1. CALLIGARIS, Rodolfo. Parábolas evangélicas. 9. ed. Rio de Janeiro: FEB, 2006. Item: A ovelha, a dracma e o filho pródigo, p. 96.

2. VINÍCIUS (Pedro Camargo). Nas pegadas do mestre. 11. ed. Rio de Janeiro: FEB, 2007. Item: O pródigo e o egoísta, p. 22-23.

3. Idem, ibidem - p. 23.

4. Idem - Item: Por que será? p. 24.

5. Idem, ibidem - p. 24-25.

6. Idem - Na seara do mestre. 9. ed. Rio de Janeiro: FEB, 2000. Item: Parábola do filho pródigo, p. 41.

7. Idem, ibidem - p. 41-43.

8. XAVIER, Francisco Cândido. Fonte viva. Pelo Espírito Emmanuel. 35. ed.
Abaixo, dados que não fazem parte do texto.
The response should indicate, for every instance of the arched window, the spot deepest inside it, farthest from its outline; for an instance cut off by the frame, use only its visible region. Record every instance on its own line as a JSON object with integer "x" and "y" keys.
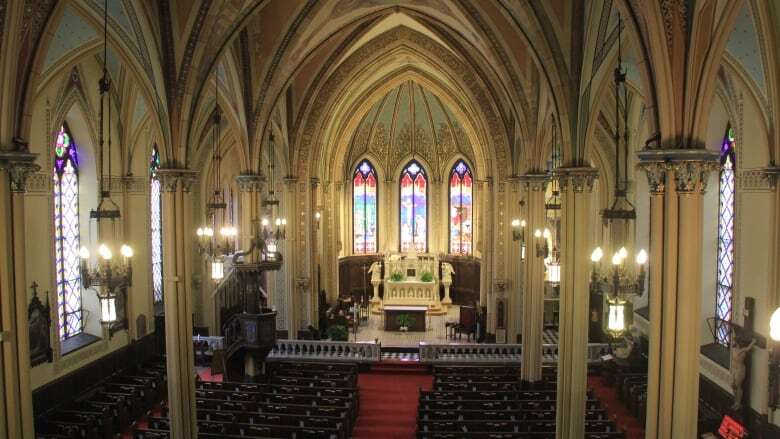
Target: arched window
{"x": 66, "y": 235}
{"x": 725, "y": 285}
{"x": 414, "y": 208}
{"x": 364, "y": 203}
{"x": 461, "y": 207}
{"x": 155, "y": 209}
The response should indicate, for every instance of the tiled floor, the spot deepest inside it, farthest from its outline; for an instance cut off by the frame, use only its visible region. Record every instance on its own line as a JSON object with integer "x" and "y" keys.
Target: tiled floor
{"x": 435, "y": 332}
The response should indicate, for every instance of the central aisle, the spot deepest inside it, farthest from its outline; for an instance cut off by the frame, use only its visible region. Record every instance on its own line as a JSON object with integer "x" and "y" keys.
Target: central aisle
{"x": 389, "y": 394}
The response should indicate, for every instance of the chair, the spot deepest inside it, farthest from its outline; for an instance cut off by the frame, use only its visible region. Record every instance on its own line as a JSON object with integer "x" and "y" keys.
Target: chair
{"x": 468, "y": 322}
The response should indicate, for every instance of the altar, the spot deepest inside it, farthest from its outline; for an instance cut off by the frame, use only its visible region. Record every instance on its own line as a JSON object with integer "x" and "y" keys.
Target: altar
{"x": 411, "y": 280}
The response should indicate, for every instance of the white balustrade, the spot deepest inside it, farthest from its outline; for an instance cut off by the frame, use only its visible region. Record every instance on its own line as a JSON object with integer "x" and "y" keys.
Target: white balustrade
{"x": 362, "y": 352}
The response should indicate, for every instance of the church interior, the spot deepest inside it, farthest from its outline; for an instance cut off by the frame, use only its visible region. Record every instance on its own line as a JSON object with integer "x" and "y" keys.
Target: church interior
{"x": 389, "y": 219}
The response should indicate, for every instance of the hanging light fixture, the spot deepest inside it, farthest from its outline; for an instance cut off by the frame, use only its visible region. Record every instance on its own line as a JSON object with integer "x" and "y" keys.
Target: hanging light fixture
{"x": 619, "y": 280}
{"x": 106, "y": 275}
{"x": 215, "y": 248}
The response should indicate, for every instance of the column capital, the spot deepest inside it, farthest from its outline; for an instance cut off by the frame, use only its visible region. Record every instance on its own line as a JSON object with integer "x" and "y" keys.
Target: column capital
{"x": 581, "y": 179}
{"x": 691, "y": 167}
{"x": 249, "y": 182}
{"x": 171, "y": 178}
{"x": 534, "y": 182}
{"x": 19, "y": 164}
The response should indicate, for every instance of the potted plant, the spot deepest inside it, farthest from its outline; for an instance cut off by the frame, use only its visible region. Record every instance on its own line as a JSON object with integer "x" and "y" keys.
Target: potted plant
{"x": 404, "y": 322}
{"x": 338, "y": 333}
{"x": 396, "y": 277}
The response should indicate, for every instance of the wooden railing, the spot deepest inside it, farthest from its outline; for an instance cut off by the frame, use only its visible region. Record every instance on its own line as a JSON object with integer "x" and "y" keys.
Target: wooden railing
{"x": 497, "y": 353}
{"x": 363, "y": 352}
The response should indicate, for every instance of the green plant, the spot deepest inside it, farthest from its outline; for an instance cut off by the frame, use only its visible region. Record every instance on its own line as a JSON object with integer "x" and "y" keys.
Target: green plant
{"x": 338, "y": 333}
{"x": 405, "y": 320}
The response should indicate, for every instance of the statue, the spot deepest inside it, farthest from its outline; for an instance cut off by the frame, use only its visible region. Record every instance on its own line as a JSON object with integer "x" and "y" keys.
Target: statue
{"x": 446, "y": 272}
{"x": 376, "y": 272}
{"x": 738, "y": 354}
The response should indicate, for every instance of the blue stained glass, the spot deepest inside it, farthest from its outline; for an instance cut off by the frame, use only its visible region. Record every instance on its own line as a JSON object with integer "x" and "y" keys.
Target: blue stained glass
{"x": 155, "y": 209}
{"x": 414, "y": 209}
{"x": 726, "y": 216}
{"x": 461, "y": 207}
{"x": 66, "y": 236}
{"x": 364, "y": 209}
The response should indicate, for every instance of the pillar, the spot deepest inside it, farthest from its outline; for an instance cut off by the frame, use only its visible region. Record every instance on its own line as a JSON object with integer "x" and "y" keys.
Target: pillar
{"x": 533, "y": 193}
{"x": 576, "y": 188}
{"x": 177, "y": 204}
{"x": 16, "y": 403}
{"x": 250, "y": 187}
{"x": 675, "y": 279}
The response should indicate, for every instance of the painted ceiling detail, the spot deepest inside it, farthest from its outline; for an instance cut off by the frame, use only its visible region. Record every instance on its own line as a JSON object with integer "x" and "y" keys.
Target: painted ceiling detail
{"x": 72, "y": 32}
{"x": 139, "y": 111}
{"x": 408, "y": 120}
{"x": 744, "y": 46}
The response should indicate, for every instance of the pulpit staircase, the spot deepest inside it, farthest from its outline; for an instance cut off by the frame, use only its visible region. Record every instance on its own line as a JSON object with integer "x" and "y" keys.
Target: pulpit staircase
{"x": 248, "y": 325}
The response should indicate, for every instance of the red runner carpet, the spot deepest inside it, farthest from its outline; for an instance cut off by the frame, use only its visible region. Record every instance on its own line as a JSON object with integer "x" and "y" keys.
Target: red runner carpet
{"x": 389, "y": 395}
{"x": 615, "y": 408}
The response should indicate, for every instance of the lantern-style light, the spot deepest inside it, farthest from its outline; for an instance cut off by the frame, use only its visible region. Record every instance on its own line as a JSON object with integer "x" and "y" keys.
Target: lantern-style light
{"x": 774, "y": 325}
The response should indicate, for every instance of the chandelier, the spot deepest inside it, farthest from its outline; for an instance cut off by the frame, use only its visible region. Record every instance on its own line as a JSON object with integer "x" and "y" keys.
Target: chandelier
{"x": 106, "y": 275}
{"x": 213, "y": 248}
{"x": 619, "y": 280}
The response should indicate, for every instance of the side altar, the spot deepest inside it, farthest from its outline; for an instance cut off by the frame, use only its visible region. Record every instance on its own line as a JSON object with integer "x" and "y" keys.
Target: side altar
{"x": 411, "y": 279}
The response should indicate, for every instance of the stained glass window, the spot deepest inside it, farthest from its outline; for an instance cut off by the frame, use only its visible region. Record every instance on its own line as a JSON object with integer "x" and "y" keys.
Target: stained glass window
{"x": 725, "y": 285}
{"x": 155, "y": 210}
{"x": 364, "y": 203}
{"x": 414, "y": 208}
{"x": 461, "y": 206}
{"x": 66, "y": 235}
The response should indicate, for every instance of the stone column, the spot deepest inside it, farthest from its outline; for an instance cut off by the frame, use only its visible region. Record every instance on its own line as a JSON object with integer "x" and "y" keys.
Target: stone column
{"x": 16, "y": 403}
{"x": 250, "y": 187}
{"x": 675, "y": 277}
{"x": 177, "y": 262}
{"x": 533, "y": 192}
{"x": 576, "y": 187}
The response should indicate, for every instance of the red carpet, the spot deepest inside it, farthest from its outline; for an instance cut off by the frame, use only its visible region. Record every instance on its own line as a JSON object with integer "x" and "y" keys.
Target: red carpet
{"x": 616, "y": 410}
{"x": 388, "y": 401}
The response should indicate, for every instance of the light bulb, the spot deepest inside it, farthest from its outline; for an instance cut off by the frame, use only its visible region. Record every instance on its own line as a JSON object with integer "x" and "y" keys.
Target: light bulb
{"x": 126, "y": 251}
{"x": 105, "y": 252}
{"x": 641, "y": 257}
{"x": 774, "y": 325}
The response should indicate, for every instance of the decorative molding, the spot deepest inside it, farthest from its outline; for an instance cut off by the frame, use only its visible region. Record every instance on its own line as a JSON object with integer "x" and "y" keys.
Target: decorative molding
{"x": 581, "y": 179}
{"x": 250, "y": 182}
{"x": 20, "y": 165}
{"x": 534, "y": 182}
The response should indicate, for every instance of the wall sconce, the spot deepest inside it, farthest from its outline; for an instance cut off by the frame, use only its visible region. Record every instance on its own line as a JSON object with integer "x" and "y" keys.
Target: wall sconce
{"x": 774, "y": 360}
{"x": 540, "y": 240}
{"x": 518, "y": 230}
{"x": 616, "y": 316}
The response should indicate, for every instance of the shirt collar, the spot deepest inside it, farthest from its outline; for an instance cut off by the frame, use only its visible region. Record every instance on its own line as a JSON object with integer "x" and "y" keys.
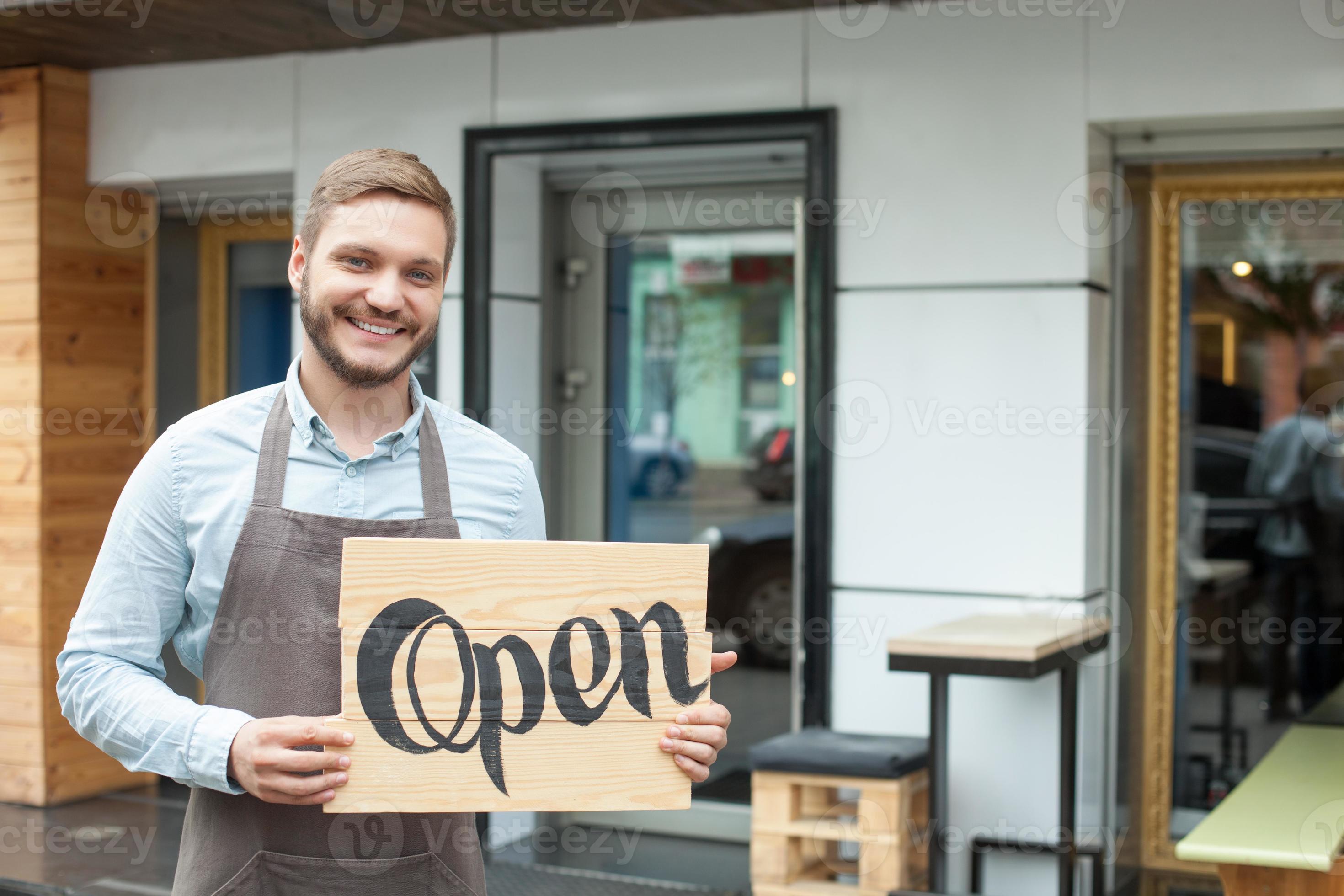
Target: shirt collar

Rio de Janeiro: FEB, 2006. Capítulo 13 (Ergamo-nos), p. 41.

9. Idem - Capítulo 88 (Caindo em si), p. 229-230.

10. Idem - Palavras de vida eterna. Pelo Espírito Emmanuel. 33. ed. Uberaba: Comunhão Espírita Cristã, 2005. Capítulo 97 (Pai e amigo), p. 211.

11. Idem - Capítulo 98 (Filho e censor), p. 213.

12. Idem - Pão nosso. Pelo Espírito Emmanuel. 28. ed. Rio de Janeiro: FEB, 2006. Capítulo 24 (Filhos pródigos), p. 63-64.

13. Idem - Capítulo 157 (O filho egoísta), p. 329-330.